Question

Let X₁, X₂, X₃, X₄ be a random sample from a distribution with the probability mass function
\(f(x) = \begin{cases}    \theta^x(1-\theta)^{1-x}, & x=0,1 \\     0, & \text{otherwise}, \end{cases}\)
where θ ∈ (0, 1) is unknown. Let 0 < α ≤ 1. To test the hypothesis \(H_0:\theta=\frac{1}{2}\) against \(H_1:\theta>\frac{1}{2},\), consider the size α test that rejects H₀ if and only if \(\sum^4_{i=1} 𝑋𝑖 ≥ k_α\), for some 𝑘_α ∈ {0, 1, 2, 3, 4}. Then for which one of the following values of α, the size α test does NOT exist ?

• A. \(\frac{1}{16}\)
• B. \(\frac{1}{4}\)
• C. \(\frac{11}{16}\)
• D. \(\frac{5}{16}\)

Answer 1

The Correct Option is B

Given a random sample \(X_1, X_2, X_3, X_4\) from a distribution with the probability mass function:

\(f(x) = \begin{cases} \theta^x(1-\theta)^{1-x}, & x=0,1 \\ 0, & \text{otherwise} \end{cases}\)

We need to test the hypothesis:

• \(H_0: \theta = \frac{1}{2}\)
• \(H_1: \theta > \frac{1}{2}\)

The test rejects \(H_0\) if and only if \(\sum_{i=1}^{4} X_i \geq k_{\alpha}\), where \(k_{\alpha} \in \{0, 1, 2, 3, 4\}\).

The distribution of \(\sum_{i=1}^{4} X_i\) under \(H_0\) (\(\theta = \frac{1}{2}\)) is Binomial with parameters \(n=4\) and \(p=\frac{1}{2}\). The probability mass function of a Binomial random variable \(Y\) with parameters \(n\) and \(p\) is:

• \(P(Y=k) = \binom{n}{k} p^k (1-p)^{n-k}\)

Substituting \(n = 4\) and \(p = \frac{1}{2}\), we find:

• \(P(Y=k) = \binom{4}{k} \left(\frac{1}{2}\right)^4 = \frac{1}{16} \binom{4}{k}\)

We need \(\alpha\) equal to the probability of rejection, so calculate:

• \(P(\sum_{i=1}^{4} X_i \geq k_{\alpha})\)

Calculate cumulative probabilities:

• \(P(\sum=0) = \frac{1}{16}\)
• \(P(\sum \leq 1) = \frac{1}{16} + \frac{4}{16} = \frac{5}{16}\)
• \(P(\sum \leq 2) = \frac{1}{16} + \frac{4}{16} + \frac{6}{16} = \frac{11}{16}\)
• \(P(\sum \leq 3 ) + P(\text{all 4}) = 1\)

We can see which values are feasible for \(1-\alpha\).
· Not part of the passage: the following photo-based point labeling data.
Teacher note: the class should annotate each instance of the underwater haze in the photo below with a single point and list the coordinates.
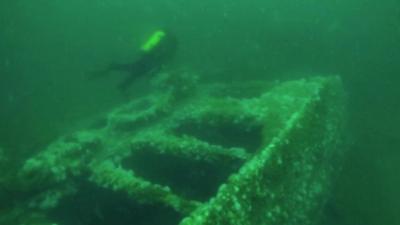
(48, 48)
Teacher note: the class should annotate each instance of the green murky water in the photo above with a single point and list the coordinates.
(47, 48)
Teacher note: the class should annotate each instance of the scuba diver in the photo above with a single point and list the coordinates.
(154, 53)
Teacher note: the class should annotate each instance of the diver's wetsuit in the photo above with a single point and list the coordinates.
(148, 62)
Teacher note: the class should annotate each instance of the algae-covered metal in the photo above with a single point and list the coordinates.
(193, 154)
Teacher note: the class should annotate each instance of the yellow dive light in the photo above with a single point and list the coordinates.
(153, 41)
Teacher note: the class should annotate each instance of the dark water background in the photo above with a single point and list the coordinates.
(47, 46)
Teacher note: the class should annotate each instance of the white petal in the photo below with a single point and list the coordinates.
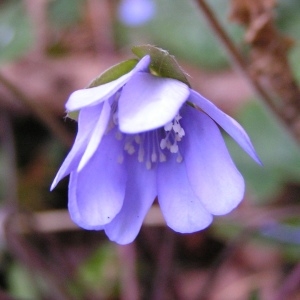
(232, 127)
(92, 96)
(210, 169)
(149, 102)
(96, 136)
(88, 118)
(182, 209)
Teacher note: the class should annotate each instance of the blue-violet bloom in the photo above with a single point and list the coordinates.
(141, 137)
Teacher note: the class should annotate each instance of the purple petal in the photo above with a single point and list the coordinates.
(149, 102)
(73, 207)
(182, 209)
(232, 127)
(88, 118)
(210, 169)
(96, 193)
(92, 96)
(96, 136)
(140, 194)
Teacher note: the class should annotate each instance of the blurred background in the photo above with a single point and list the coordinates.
(49, 48)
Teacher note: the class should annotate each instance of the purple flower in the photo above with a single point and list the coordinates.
(139, 137)
(136, 12)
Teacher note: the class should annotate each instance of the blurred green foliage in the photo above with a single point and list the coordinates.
(16, 36)
(62, 14)
(278, 151)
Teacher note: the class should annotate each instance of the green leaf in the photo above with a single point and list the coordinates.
(114, 72)
(162, 63)
(16, 37)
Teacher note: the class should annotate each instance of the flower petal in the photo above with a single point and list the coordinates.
(88, 118)
(92, 96)
(140, 194)
(73, 207)
(96, 193)
(96, 136)
(232, 127)
(149, 102)
(210, 169)
(182, 209)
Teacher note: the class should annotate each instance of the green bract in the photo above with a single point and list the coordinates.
(162, 63)
(114, 72)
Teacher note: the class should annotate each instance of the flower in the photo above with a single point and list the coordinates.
(139, 136)
(136, 12)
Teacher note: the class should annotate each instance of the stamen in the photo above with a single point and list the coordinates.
(154, 146)
(174, 148)
(120, 158)
(119, 136)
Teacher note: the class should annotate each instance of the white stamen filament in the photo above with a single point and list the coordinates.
(152, 147)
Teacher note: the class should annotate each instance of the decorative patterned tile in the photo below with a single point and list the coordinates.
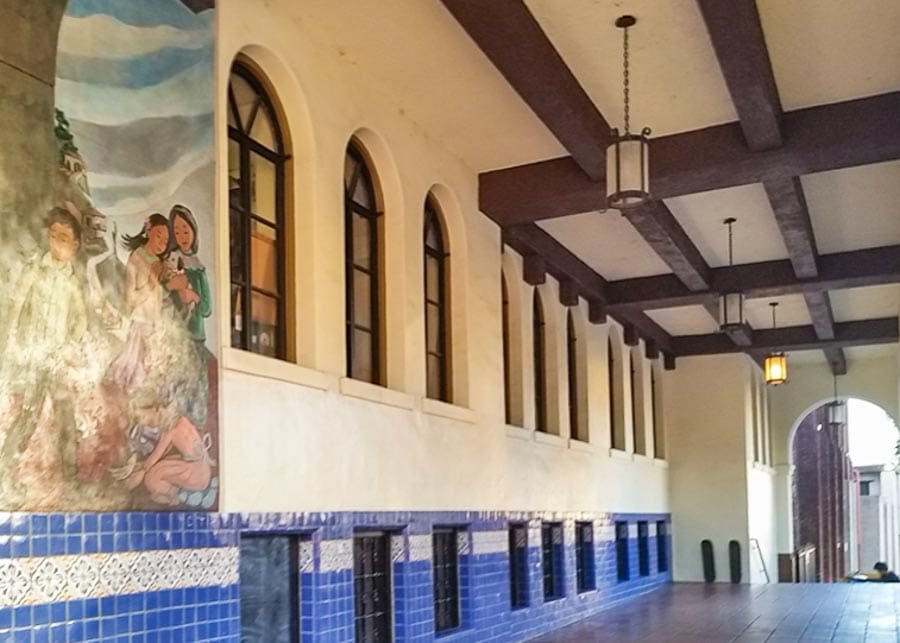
(48, 580)
(83, 576)
(463, 540)
(305, 556)
(420, 547)
(14, 583)
(335, 555)
(493, 542)
(398, 545)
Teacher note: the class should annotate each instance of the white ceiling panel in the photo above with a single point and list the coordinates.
(684, 320)
(866, 303)
(420, 61)
(855, 208)
(756, 235)
(792, 311)
(672, 60)
(607, 243)
(825, 51)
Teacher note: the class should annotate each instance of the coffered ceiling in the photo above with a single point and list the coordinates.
(784, 115)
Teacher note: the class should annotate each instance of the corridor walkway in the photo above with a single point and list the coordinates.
(778, 613)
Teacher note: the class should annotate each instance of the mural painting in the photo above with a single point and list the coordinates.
(108, 380)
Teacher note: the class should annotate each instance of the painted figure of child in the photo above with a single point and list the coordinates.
(143, 299)
(47, 322)
(188, 284)
(179, 461)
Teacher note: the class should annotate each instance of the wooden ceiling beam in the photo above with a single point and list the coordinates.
(737, 37)
(853, 269)
(662, 232)
(794, 338)
(511, 38)
(563, 265)
(825, 137)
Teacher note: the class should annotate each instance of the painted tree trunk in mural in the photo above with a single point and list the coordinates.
(108, 380)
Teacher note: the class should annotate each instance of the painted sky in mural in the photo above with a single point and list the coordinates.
(108, 380)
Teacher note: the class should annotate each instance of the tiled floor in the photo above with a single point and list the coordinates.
(778, 613)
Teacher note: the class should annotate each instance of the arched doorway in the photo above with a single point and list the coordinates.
(834, 461)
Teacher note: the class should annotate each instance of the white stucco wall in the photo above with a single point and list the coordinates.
(300, 437)
(708, 399)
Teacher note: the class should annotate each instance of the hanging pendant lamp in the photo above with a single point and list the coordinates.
(775, 366)
(627, 156)
(836, 410)
(731, 302)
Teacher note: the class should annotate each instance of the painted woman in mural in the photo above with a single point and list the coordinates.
(188, 282)
(179, 469)
(47, 321)
(143, 299)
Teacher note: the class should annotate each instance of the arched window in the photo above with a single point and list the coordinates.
(539, 340)
(575, 421)
(637, 430)
(507, 358)
(362, 249)
(616, 431)
(256, 170)
(437, 307)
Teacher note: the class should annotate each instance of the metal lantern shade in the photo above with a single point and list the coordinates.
(628, 170)
(776, 369)
(731, 310)
(836, 414)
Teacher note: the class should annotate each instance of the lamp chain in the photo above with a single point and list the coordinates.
(625, 82)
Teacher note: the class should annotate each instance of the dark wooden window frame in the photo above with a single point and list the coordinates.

Calculating, \(P(\text{sum} \ge k)\) for \(\alpha = \frac{1}{4}, k=3\) is not a possible cutoff:

• The cutoff probabilities for correct \(\alpha = \frac{1}{4}, k=3\) yields no such test.

Thus, the value of \(\alpha\) for which the size \(\alpha\) test does not exist is \(\frac{1}{4}\).